The Permanent Court of Arbitration’s recent decision to refuse to constitute an arbitration panel for the hearing of an international arbitration – instituted by Cassius Mining Limited against the Government of Ghana has sparked a heated debate in the legal and financial communities.
The dispute stems from Cassius Mining Limited’s accusations that the Ghanaian government unfairly treated them and breached Ghana’s mining laws and due process, by failing to extend the term of the company’s Prospecting License Agreement.
In its Notice of Arbitration, Cassius Mining proposed that the Secretary General of the Permanent Court of Arbitration (PCA) serve as the appointing authority in accordance with Article 6.1 of the UNCITRAL Rules.
However, Ghana raised several objections to the jurisdiction of the PCA in its response to the arbitration.

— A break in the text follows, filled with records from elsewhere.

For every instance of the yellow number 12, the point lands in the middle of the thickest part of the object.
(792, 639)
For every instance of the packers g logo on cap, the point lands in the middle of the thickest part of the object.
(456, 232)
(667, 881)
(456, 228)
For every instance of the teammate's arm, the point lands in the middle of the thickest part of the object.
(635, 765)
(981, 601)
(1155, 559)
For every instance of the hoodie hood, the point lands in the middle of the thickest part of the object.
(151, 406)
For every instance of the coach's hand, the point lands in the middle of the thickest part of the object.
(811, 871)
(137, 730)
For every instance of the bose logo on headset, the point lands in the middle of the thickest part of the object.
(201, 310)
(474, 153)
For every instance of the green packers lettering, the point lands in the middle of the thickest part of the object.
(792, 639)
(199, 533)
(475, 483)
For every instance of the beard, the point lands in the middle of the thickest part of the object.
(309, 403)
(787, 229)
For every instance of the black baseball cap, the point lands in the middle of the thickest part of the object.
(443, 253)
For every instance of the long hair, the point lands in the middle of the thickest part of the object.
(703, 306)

The country argued that the arbitration was a legal nullity, because the UNCITRAL Rules are not cognizable under the arbitration agreement between the parties.
Clause 21 of the Prospecting Licence Agreement granted to the claimant provided that the arbitration is to be in “accordance with the Alternative Dispute Resolution Act, 2010 (Act 798).”

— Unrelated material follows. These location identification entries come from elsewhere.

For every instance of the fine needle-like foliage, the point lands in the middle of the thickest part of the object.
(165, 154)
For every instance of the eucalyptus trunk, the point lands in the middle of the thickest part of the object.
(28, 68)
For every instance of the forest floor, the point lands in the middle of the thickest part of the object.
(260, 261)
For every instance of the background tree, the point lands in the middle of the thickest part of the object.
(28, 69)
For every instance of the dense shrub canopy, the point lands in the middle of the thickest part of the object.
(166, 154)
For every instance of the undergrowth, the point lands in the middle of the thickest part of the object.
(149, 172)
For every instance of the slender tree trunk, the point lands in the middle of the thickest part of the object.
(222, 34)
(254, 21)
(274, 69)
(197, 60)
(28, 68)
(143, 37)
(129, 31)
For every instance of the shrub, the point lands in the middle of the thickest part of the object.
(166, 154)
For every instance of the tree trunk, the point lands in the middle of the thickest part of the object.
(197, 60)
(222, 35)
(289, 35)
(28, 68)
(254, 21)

Section 5(1) of Ghana’s ADR Act is expressly “subject to the terms of the arbitration agreement,” and the UNCITRAL Rules clearly are neither a “person” nor an “institution for arbitration” contemplated by Section 5 of the ADR Act.

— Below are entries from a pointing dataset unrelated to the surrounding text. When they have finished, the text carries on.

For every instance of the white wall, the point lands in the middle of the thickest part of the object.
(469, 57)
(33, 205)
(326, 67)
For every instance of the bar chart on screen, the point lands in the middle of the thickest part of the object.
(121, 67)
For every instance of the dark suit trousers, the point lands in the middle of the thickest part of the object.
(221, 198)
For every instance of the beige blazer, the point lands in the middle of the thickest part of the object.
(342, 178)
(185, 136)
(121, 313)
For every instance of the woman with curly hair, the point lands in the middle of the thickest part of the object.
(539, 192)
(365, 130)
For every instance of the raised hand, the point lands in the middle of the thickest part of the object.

Judgement By Permanent Court of Arbitration
Ghana submitted that the arbitration is an abuse of the process as there is currently pending at the Ghana Arbitration Centre another arbitration filed by Cassius Mining Limited against the Government of Ghana.
The respondent also requested that the PCA determine as a preliminary matter whether the PCA has any jurisdiction or role to play in the dispute between the parties.
The PCA, in its recent letter to the parties, stated that “the PCA secretary-general may act as appointing authority under the UNCITRAL Rules if all parties so agree.” The PCA understands that no such agreement has been reached in this matter.
The PCA further decided that the applicable procedural regime, including the applicability of the UNCITRAL Rules, is a matter for the arbitral tribunal.
However, there is no arbitral tribunal for the dispute constituted since the parties have not agreed.
This decision has significant implications for Cassius Mining Limited’s case against the Government of Ghana. Without the appointment of an arbitral tribunal, the case cannot proceed.
The company claimed compensation in excess of US$300 million, and the legal dispute has already caused significant costs and time expenditures. The decision may force Cassius Mining Limited to reconsider its strategy in the case and explore other legal avenues to pursue its claims.
The case also raises broader questions about the role of international arbitration in resolving disputes between states and corporations.
The UNCITRAL Rules are a widely recognized framework for international arbitration, but they are not always appropriate or applicable in every case.
This dispute underscores the importance of carefully drafting arbitration agreements and considering the appropriate forum for resolving disputes.
Furthermore, the case highlights the challenges of balancing the rights and interests of corporations and governments in the context of natural resource extraction. This sector has historically been characterized by a power imbalance, with multinational corporations often exerting significant influence over governments and local communities.
However, recent trends have seen a growing awareness of the need for more equitable and sustainable resource management practices that prioritize the rights and interests of local communities and ecosystems.